As far as I know, however, no political science journal has a written procedure (please correct me if I’m wrong) for dealing with this new information. My sense is that there are a series of ad hoc responses that closely correspond to how the bias affects the results:
The situation where a journal is most likely to do anything is when correcting the bias makes the results no longer statistically significant. This might get a journal to append a note to the original article. But maybe not, they could just ignore it.
It might be that once the coding/data bias is corrected, the sign of an estimated effect flips–the result of what Andrew Gelman calls Type S errors. I really have no idea what a journal would do in this situation. They might append a note or maybe not.
Perhaps the most likely outcome of correcting honest coding/data bias is that the effect size changes. These errors would be the result of Gelman’s Type M errors. My sense (and experience) is that in a context where novelty is greatly privileged over facts journal editors will almost certainly ignore this new information. It will be buried.

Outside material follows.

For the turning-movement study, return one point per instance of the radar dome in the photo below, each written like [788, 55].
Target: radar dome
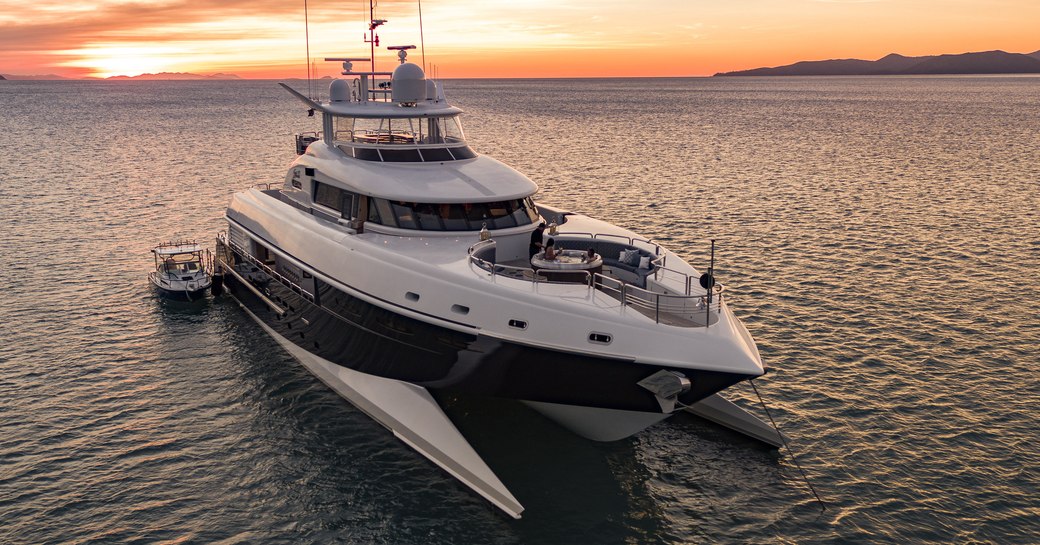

Do political scientists care about effect size?
Due to the complexity of what political scientists study, we rarely (perhaps with the exception of election forecasting) think that we are very close to estimating a given effect’s real magnitude. Most researchers are aiming for statistical significance and a sign that matches their theory.
Does this mean that we don’t care about trying to estimate magnitudes as closely as possible?
Looking at political science practice pre-publication, there is a lot of evidence that we do care about Type M errors. Considerable effort is given to finding new estimation methods that produce less biased results. Questions of omitted variable bias are very common at research seminars and in journal reviews. Most researchers do carefully build their data sets and code to minimise coding/data bias. Sure many of these efforts are focused on the headline stuff–whether or not a given effect is significant and what the direction of the effect is. But, and perhaps I’m being naive here, these efforts are also part of a desire to make the most accurate estimate of an effect as possible.
However, the review process and journals’ responses to finding Type M errors caused by honest coding/data errors in published findings suggest that perhaps we don’t care about effect size. Reviewers almost never look at code and data. Journals (as far as I know, please correct me if I’m wrong) never append information on replications that find Type M errors to original papers.
I have a simple prescription for demonstrating that we actually care about estimating accurate effect sizes:
Develop a standard practice of including a short authored write up of the data/code bias with corrected results in the original article’s supplementary materials. Append a notice to the article pointing to this.
Doing this would not only give readers more accurate effect size estimates, but also make replication materials more useful.
Standardising the practice of publishing authored notes will incentivise people to use replication materials, find errors, and publicly correct them. Otherwise, researchers who use replication data and code will be replicating easy to correct errors.